While the above studies demonstrate the importance of metacognitive accuracy, based on CR measurement, as far as we know, no study focused on metacognitive efficiency. In the current study, we deal for the first time with efficiency in metacognition concerning voice emotion recognition. Specifically, we asked whether correct performance in emotion recognition test would yield significant higher CR, compared to CR assigned to incorrect performance? As we intend to focus on voice communication, we adhere to previous suggestions that gender roles should be studied within a given societal context, particularly language (Keshtiari and Kuhlmann, 2016; Hall et al., 2021). As a result, we used an emotional target originally designed in Hebrew (Sinvani and Sapir, 2022) in the form of repeated lexical sentences, reflecting discrete emotions (anger, sadness, happiness, fear, and surprise) as well as neutral expression.
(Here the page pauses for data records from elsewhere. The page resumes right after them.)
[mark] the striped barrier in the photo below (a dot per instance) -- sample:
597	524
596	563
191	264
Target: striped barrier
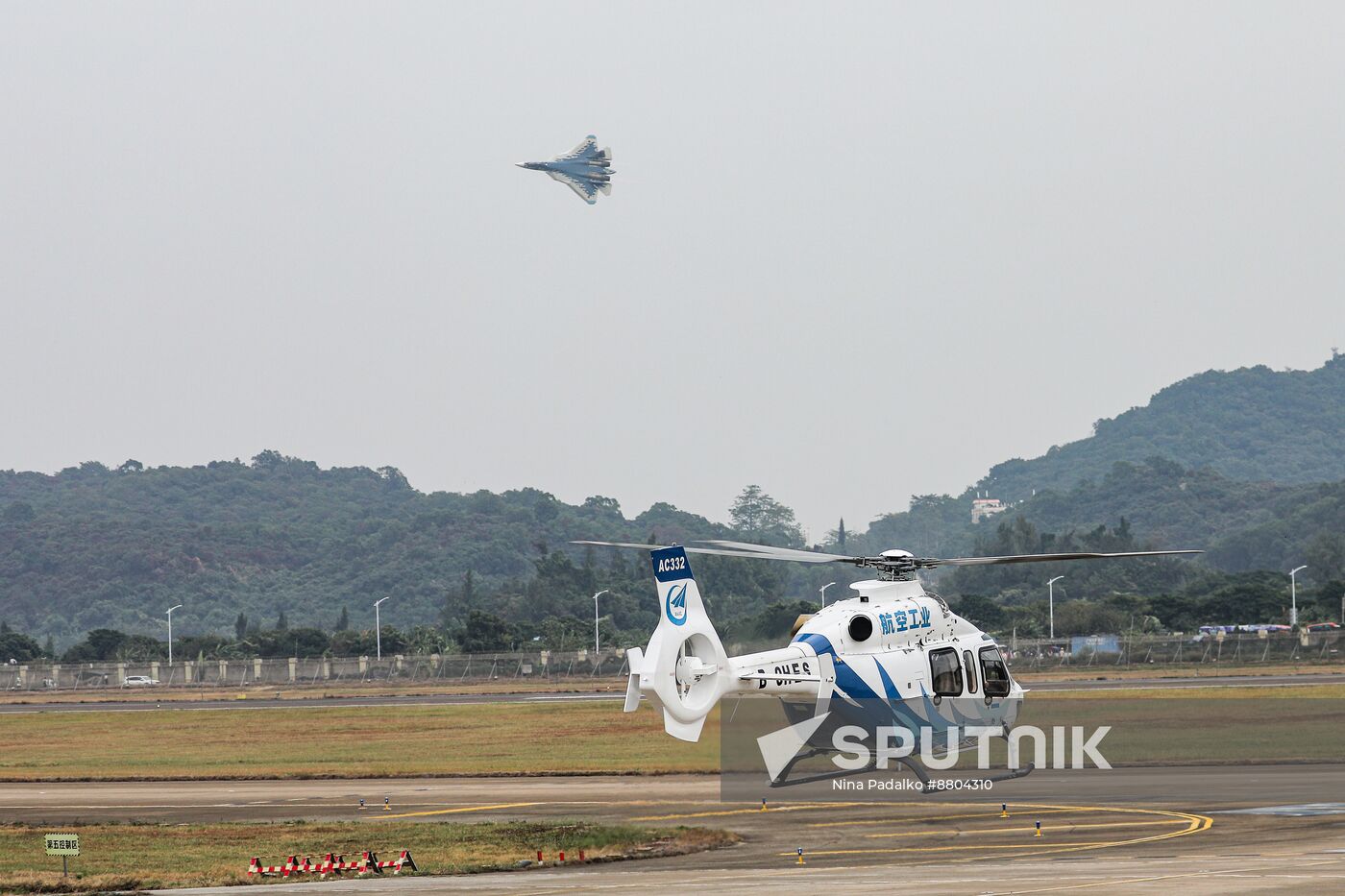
333	864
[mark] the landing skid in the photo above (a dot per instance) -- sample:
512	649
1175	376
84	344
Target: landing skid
920	772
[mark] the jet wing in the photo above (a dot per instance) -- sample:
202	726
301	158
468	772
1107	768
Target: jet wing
585	190
587	150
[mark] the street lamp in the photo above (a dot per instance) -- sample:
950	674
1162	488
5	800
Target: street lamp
170	634
1051	586
379	627
1293	594
595	619
823	590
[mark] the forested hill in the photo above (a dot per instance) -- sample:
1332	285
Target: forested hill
94	546
1253	424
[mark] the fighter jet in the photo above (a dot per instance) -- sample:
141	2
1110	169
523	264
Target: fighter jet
582	170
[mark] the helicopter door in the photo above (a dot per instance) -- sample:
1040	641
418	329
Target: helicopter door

In this way, we intended to focus on emotional prosodic cues separately from semantic cues. Earlier studies have discussed such methodologies (Paulmann and Kotz, 2008; Sinvani and Sapir, 2022), with particular recommendations in the diagnostic analysis of nonverbal accuracy 2 (DANVA-2), emphasizing the independent role of prosodic cues in emotion recognition (Nowicki and Duke, 2008). To answer our question, we used performance-based tests for emotion recognition by voice, followed by CR reported trial by trial. For the purpose of metacognitive efficiency detection, we set the mean CR scores for correct to incorrect performances. We hypothesis to find significant difference between CR assigned to correct and incorrect performance, where higher CR would be assigned to the correct performance. By hypothesizing that, we actually expect to illustrate here efficient in metacognition across all tested emotions, perceived by voice.

Materials and methods

Recording stage

Participants

A sample of recorders (i.e., encoders) comprised of 30 participants (16 men; 14 women). All encoders were actors (15 professional; 15 non-professional), native Hebrew speakers and were either undergraduate or graduate students at Haifa University, 20–35 years of age (M = 25.07, SD = 2.29). They had normal hearing, which was verified by a standard audiological assessment for pure tones from 0.5 to 8 kHz (Koerner and Zhang, 2018). None had any history of speech, language, or hearing disorders or psychiatric illnesses.

Procedure

Before the experiment commenced, participants were given a description of the experimental procedure and their tasks. Participants then signed a consent form and completed a short demographic questionnaire concerning age and gender. The study procedure included a brief hearing test and a recording stage. All procedures were conducted in the same acoustic room in the Interdisciplinary Clinics Center at Haifa University. Stimuli were repeated lexical sentence in Hebrew, previously reported in Sinvani and Sapir (2022), meaning “Oh really? I can't believe it!” [/Ma/Be/e/met/A/ni/lo//Ma/a/mi/na/]. Here, the same experimenter (first author) instructed the encoders to vocally enact the repeated target sentence in five discrete emotions: anger, happiness, sadness, fear, and surprise. The elicitation of audio samples followed a design of 30 actors × five emotions × 1 sentence, resulting in 150 emotional utterances. In addition, each of the 30 actors uttered the sentence in a neutral, non-emotional fashion, yielding additional 30 neutral stimuli. The speech recordings were obtained in a sound-proof booth using a head-mounted condenser microphone (AKG C410) positioned 10 cm and 45–50° from the left oral angle. The signal was pre-amplified, low pass-filtered at 9.8 kHz and digitized to a computer hard disk at a sampling rate of 22 kHz (Stipancic and Tjaden, 2022), using Cool Edit Pro version 2.0. All audio clips were auditory scanned to ensure adequate amplitude and no missing data (i.e., speakers produced all utterances). The full set of audio clips is available from the authors upon request.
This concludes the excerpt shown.